Two banks notified authorities in June after Odalis Bostic, of Elizabeth, New Jersey, deposited two checks — $190,000 in one bank and $230,000 in the other — drawn on Bloomberg's account at Bank of America, prosecutors said Tuesday.

The checks were deposited into accounts in PNC Bank and Sovereign Bank opened by Bostic for a company he created, Manhattan District Attorney Robert Morgenthau said. The mayor's account information appeared on both checks, he said.

Because of the amounts of the checks, Morgenthau said, the banks put holds on them and notified his office. He said the investigation began when both checks were found to be forged.

The district attorney said investigators learned that Charles Nelson, in an online transaction in May, transferred $10,000 from the mayor's Bank of America account to an E-Trade stock trading account.
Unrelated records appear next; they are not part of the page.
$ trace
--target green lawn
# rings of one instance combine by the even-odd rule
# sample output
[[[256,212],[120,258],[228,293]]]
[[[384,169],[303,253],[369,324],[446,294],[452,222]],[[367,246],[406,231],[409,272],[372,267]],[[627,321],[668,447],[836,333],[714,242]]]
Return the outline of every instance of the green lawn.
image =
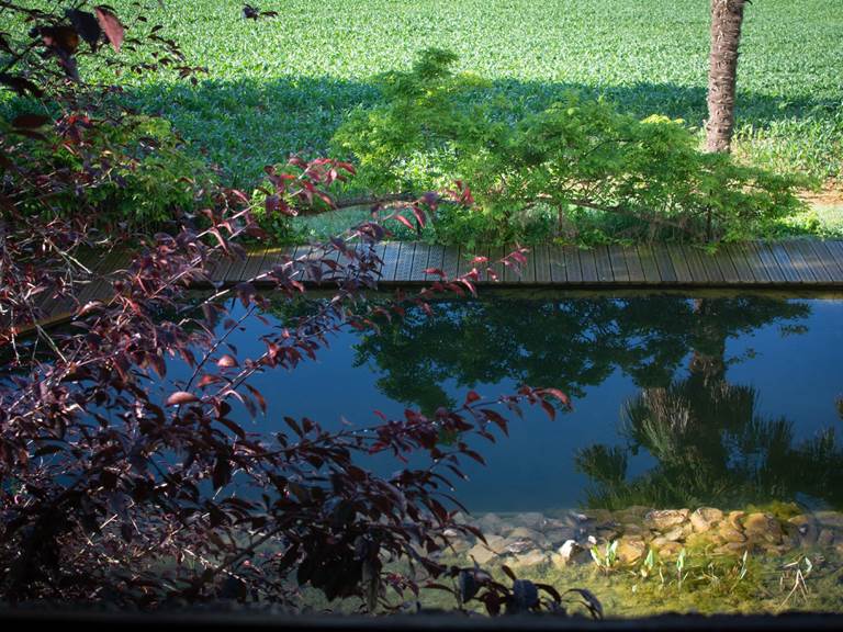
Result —
[[[112,2],[124,15],[130,0]],[[525,109],[570,90],[699,126],[708,0],[180,0],[153,22],[210,74],[198,86],[144,76],[132,99],[171,119],[238,185],[290,151],[324,151],[344,114],[376,99],[372,76],[428,46],[495,81]],[[156,5],[153,3],[153,5]],[[741,155],[843,174],[843,0],[749,4],[739,69]]]

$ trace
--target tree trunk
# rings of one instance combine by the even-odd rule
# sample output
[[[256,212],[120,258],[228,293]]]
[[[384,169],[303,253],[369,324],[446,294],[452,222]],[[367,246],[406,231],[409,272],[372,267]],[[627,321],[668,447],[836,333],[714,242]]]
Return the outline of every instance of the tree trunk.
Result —
[[[711,0],[706,150],[729,151],[734,129],[738,45],[746,0]]]

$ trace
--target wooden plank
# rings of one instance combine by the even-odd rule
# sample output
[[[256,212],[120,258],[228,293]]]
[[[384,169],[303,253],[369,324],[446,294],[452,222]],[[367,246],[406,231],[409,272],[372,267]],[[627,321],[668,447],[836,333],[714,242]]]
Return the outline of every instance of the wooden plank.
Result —
[[[488,274],[488,281],[491,283],[503,283],[504,281],[504,264],[499,262],[504,258],[503,246],[491,246],[488,248],[488,267],[492,272]]]
[[[823,241],[823,245],[834,257],[834,261],[838,262],[838,266],[843,268],[843,241],[833,239],[830,241]],[[841,281],[843,281],[843,279],[841,279]]]
[[[597,273],[597,259],[595,257],[594,250],[582,250],[576,247],[571,247],[571,257],[572,262],[571,266],[567,268],[570,270],[571,267],[576,266],[574,262],[576,258],[580,259],[580,269],[583,271],[583,275],[580,279],[583,283],[597,283],[600,280],[600,275]],[[565,264],[567,266],[567,255],[569,250],[565,248]]]
[[[425,269],[427,268],[427,259],[430,255],[430,246],[427,244],[416,244],[416,251],[413,253],[413,268],[409,270],[409,279],[414,283],[418,283],[425,280]]]
[[[799,252],[799,248],[796,247],[796,244],[794,241],[783,241],[782,247],[787,252],[787,256],[790,257],[790,262],[793,263],[796,273],[799,275],[799,280],[802,283],[816,283],[817,278],[813,275],[808,261],[806,261],[802,253]]]
[[[831,281],[831,274],[822,264],[822,259],[817,256],[813,248],[810,247],[808,241],[799,239],[798,241],[791,241],[791,246],[795,247],[805,259],[805,262],[811,270],[814,279],[818,283],[828,283]]]
[[[652,247],[641,245],[638,247],[638,258],[641,262],[641,269],[644,272],[644,281],[648,283],[661,283],[662,276],[659,273],[659,263],[655,261],[655,255]]]
[[[629,271],[630,282],[643,283],[647,281],[647,276],[644,276],[644,268],[641,264],[641,257],[638,253],[638,248],[634,246],[626,246],[623,248],[623,259],[627,261],[627,270]]]
[[[460,248],[459,246],[447,246],[445,248],[445,255],[442,258],[442,272],[448,280],[453,280],[457,276],[457,269],[460,263]]]
[[[738,273],[740,283],[755,283],[755,273],[750,266],[746,251],[743,249],[743,244],[723,244],[720,246],[720,250],[724,257],[729,257]]]
[[[513,249],[515,250],[515,248]],[[527,259],[527,262],[521,264],[519,270],[516,271],[515,267],[512,267],[507,271],[507,278],[508,274],[515,273],[518,278],[518,280],[521,283],[536,283],[536,247],[535,246],[528,246],[527,252],[522,252],[525,258]]]
[[[732,263],[732,258],[726,252],[722,247],[713,255],[715,261],[717,261],[720,272],[723,274],[723,281],[730,285],[734,285],[741,282],[741,276],[738,274],[738,270]]]
[[[398,260],[395,264],[395,282],[409,281],[409,272],[413,270],[413,257],[416,253],[415,241],[402,241],[398,249]]]
[[[611,259],[606,246],[594,248],[594,260],[597,263],[597,280],[602,283],[611,283],[615,281],[615,273],[611,270]]]
[[[623,247],[611,244],[608,247],[609,262],[611,263],[611,274],[616,283],[629,283],[629,268],[627,259],[623,257]]]
[[[823,268],[831,276],[833,282],[843,282],[843,259],[838,261],[834,257],[834,252],[829,248],[825,241],[819,239],[811,239],[811,248],[817,253],[817,257],[822,262]]]
[[[766,246],[775,258],[779,270],[782,270],[782,273],[785,275],[785,281],[787,283],[802,283],[803,281],[797,272],[796,266],[790,261],[790,256],[787,253],[787,250],[784,249],[782,244],[774,242],[767,244]]]
[[[551,283],[582,283],[583,272],[580,269],[580,253],[573,246],[560,246],[551,244],[548,246],[548,259],[550,261]]]
[[[299,270],[296,281],[302,283],[315,281],[313,276],[313,270],[311,269],[310,260],[315,257],[315,248],[310,244],[301,244],[295,247],[294,259],[295,269]]]
[[[383,241],[379,241],[374,245],[374,255],[380,259],[380,263],[376,264],[376,268],[374,270],[374,278],[375,281],[381,282],[383,281],[383,253],[386,250],[386,246],[383,245]]]
[[[717,258],[709,252],[696,248],[693,248],[693,250],[698,253],[699,260],[702,263],[702,268],[706,271],[709,283],[713,285],[724,283],[726,276],[723,276],[723,271],[720,269],[720,266],[717,264]]]
[[[383,246],[383,269],[381,270],[381,281],[392,282],[395,280],[395,270],[398,267],[401,241],[384,241]]]
[[[260,248],[256,251],[250,251],[246,258],[246,267],[243,269],[243,280],[248,281],[260,274],[260,269],[263,266],[263,260],[267,258],[267,247]]]
[[[427,267],[432,270],[442,270],[445,267],[445,246],[430,246],[427,253]],[[425,274],[425,281],[439,281],[439,275]]]
[[[656,266],[659,266],[660,281],[662,283],[675,283],[678,276],[676,269],[673,267],[673,260],[667,251],[667,247],[663,244],[656,244],[653,246],[653,256],[655,257]]]
[[[532,260],[535,268],[535,283],[550,283],[550,252],[547,244],[537,244],[532,247]]]
[[[694,283],[707,284],[710,279],[708,276],[708,272],[706,271],[706,267],[702,263],[700,252],[690,246],[681,246],[679,248],[682,249],[685,261],[688,264],[690,278],[694,279]]]
[[[676,271],[676,281],[678,283],[693,283],[694,278],[690,275],[690,268],[685,260],[685,251],[675,244],[668,244],[666,248],[673,269]]]
[[[260,273],[267,274],[272,272],[277,266],[281,266],[284,262],[284,255],[290,256],[294,251],[294,247],[283,246],[280,248],[269,248],[267,250],[267,257],[263,259]]]
[[[755,283],[769,283],[769,272],[767,272],[766,266],[758,253],[755,244],[746,241],[743,244],[735,244],[735,247],[743,253],[746,266],[752,270],[752,276]]]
Nelson, of Newark, New Jersey, spent virtually all the stolen cash, prosecutor Jeremy Glickman said.

Investigators have no evidence that Nelson and Bostic were working together or knew each other, and have not yet learned how the men got Bloomberg's banking information, Glickman said.

Bloomberg, whose fortune is estimated by Forbes at $11.5 billion, declined to comment through a spokesman. Morgenthau said Bloomberg was not told about the investigation until Tuesday.

Bostic, 23, was arrested in New Jersey in August and waived extradition to New York. At his arraignment Tuesday he pleaded not guilty to second-degree attempted grand larceny, which is punishable by up to seven years in prison.

His attorney, Elias Martinez, said the prosecution's case was weak.

Acting Justice Laura A. Ward set Bostic's bail at $10,000 and scheduled his next court appearance for Oct. 18.

Nelson, 31, was jailed in New Jersey on local charges, including gun possession, Glickman said. Nelson was awaiting extradition to New York to face charges of third-degree grand larceny and first-degree identity theft, he said.

Each charge is punishable by up to seven years in prison.

Prosecutors said they didn't know if Nelson had hired an attorney.